Rocky Mountain Voice

Three Judges Taught at CU While Ruling on University Cases

By Michael Karlik | Colorado Politics

A national report identified other judges who did not recuse from cases where one of the parties was the university where they taught on the side.

Three of Colorado’s sitting federal judges taught part-time at the University of Colorado’s law school while they handled civil cases involving the university or associated entities.

On July 30, the advocacy group Fix the Court released a report naming 24 federal judges throughout the country who did not recuse themselves from cases in which one of the parties was the university where they also taught as adjunct professors. The report identified U.S. Magistrate Judge N. Reid Neureiter as someone who did not recuse from multiple cases involving CU.

However, Colorado Politics’ independent docket review determined that Neureiter, U.S. Magistrate Judge Timothy P. O’Hara and U.S. District Court Judge Daniel D. Domenico all taught at least one course at Colorado Law. At the same time, they had cases pending before them in which CU itself, its board of regents, another of its schools or its medical authority was a defendant in a civil case.
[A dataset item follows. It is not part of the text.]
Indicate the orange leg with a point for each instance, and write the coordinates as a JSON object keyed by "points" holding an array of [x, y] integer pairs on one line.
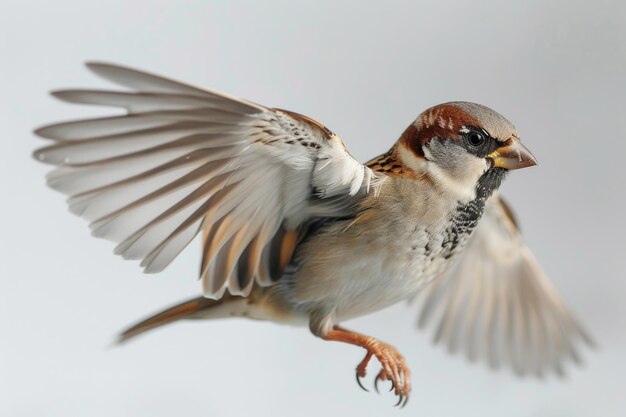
{"points": [[394, 366]]}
“It’s a clear ‘appearance of impropriety’ problem, and it’s also a problem in that judges should generally not hear cases involving the entities that are paying them,” wrote Fix the Court. “Everyone knows that the Notre Dame Law School is an integral part of Notre Dame University, as are the law schools of Yale University, the University of Texas, the University of Colorado, and more to their parent institutions.”

The group noted that it had not identified all instances of federal judges handling cases involving the universities at which they teach. Fix the Court also acknowledged that judicial guidance does not mandate recusal, but simply asks judges to consider the totality of the circumstances when deciding if their teaching role should trigger disqualification.

However, the report explained that U.S. Supreme Court Justices Neil M. Gorsuch and Amy Coney Barrett apparently took action to recuse themselves from cases involving the schools at which they taught when they sat on the Denver-based and Chicago-based appeals courts, respectively.